Firstly, the announcement of a Zoned Land Tax will have caught the attention of many. Although largely rumored, questions have emerged none the less. The zoned land tax will replace the existing vacant site levy which came under heavy criticism for administration difficulties and therefore poor implementation. For example, the period of January to October 2020, only four of the 31 local authorities had successfully implemented the levy. At the outset, this tax is set to apply to owners of zoned residential and mixed use serviced land. The tax is to be based at 3% of the market value and there will be a lead in time of two years for land zoned before January 2022 and three years for land zoned thereafter.
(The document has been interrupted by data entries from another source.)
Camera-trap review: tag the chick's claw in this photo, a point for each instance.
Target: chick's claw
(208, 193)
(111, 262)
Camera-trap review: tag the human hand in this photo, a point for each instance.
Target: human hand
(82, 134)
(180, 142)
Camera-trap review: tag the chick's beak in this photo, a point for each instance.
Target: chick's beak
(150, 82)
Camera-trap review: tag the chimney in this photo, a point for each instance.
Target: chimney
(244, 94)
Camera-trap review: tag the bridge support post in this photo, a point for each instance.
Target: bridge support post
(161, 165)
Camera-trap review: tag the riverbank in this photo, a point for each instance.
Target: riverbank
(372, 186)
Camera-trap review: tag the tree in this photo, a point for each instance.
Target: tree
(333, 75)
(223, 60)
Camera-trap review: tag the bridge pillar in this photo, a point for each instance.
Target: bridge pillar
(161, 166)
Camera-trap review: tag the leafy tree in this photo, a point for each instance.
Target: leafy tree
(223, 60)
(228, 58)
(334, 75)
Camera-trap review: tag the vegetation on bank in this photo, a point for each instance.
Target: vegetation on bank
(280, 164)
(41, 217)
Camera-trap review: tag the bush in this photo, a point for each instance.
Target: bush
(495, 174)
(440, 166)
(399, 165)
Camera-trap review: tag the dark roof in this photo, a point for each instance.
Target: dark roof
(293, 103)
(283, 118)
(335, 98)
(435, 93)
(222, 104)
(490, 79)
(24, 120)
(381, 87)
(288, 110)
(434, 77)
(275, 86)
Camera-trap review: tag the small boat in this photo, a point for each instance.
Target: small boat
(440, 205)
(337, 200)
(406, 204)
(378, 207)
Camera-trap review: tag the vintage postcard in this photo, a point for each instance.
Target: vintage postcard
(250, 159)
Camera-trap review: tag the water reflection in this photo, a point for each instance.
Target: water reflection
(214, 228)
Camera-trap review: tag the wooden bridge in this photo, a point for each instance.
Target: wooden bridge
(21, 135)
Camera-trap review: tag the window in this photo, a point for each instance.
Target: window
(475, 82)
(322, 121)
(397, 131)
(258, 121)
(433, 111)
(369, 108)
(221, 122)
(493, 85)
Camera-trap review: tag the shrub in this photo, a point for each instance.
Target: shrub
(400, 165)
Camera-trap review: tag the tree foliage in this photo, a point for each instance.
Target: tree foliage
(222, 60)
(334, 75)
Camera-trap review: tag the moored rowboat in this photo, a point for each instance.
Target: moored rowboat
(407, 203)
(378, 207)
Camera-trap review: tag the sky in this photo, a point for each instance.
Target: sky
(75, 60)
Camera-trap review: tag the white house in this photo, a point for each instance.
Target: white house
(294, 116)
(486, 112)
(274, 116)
The major change to the previous levy is the focus on zoned land rather than vacant sites and the administration by revenue rather than local authorities. If implemented properly, Cushman & Wakefield expects today’s tax to increase the volume of land brought to the market and subsequently developed on. It may see more zoned land being sold without planning or on a subject to planning basis. However, once again the key to this policy are the details and of course it’s execution. Questions Cushman & Wakefield will be looking for clarity on in the Finance Bill include, what constitutes serviced land? What is meant by lead time? Will the tax include land owned by Government bodies and religious orders? How will it treat sites going through the planning process and what are the exemptions alluded to?
Commenting on the change, Aidan Gavin, Managing Director, Cushman & Wakefield added: “In order for this policy to aid the development of more housing, we reiterate the need for a review and rethink of the planning process. This levy in isolation will not solve the issues relating to the delivery of new housing, with the planning process continuing to be considered a stumbling block.”
Of interest to the hospitality sector, was the announcement of the extension of the commercial rates waiver for quarter four, targeted at the hospitality, arts and certain tourism related sectors. Additionally, the reduced VAT rate of 9% for the hospitality sector will remain in place to the end of August 2022. This is welcomed for an industry which has recorded significant declines over the course of COVID-19. In Dublin, hotel occupancy levels declined to below 30% in March 2020 and have remained at low levels since then, with single digit figures recorded for large periods also. August 2021 marks the first turn in this, with a recovery level of just over 50%, however the sector has some way to go to return to strong trading levels.
Lastly, the increase of the carbon tax by another €7.50 this year to €41 per tonne will be of interest also. Commenting on the change, Aidan Gavin, Managing Director, Cushman & Wakefield noted: “Today’s announcement gives more weight to the case being put forward for a green premium versus the brown discount. Rising carbon taxes further emphasises the differentiation in new and older stock in the market. Construction activity at present is pushing towards high standards with many office blocks seeking LEED accreditation. For older stock, which is not refurbished, the cost of managing this unit will continue to rise into the future and therefore a decision as to how best to manage the asset will need to be made.”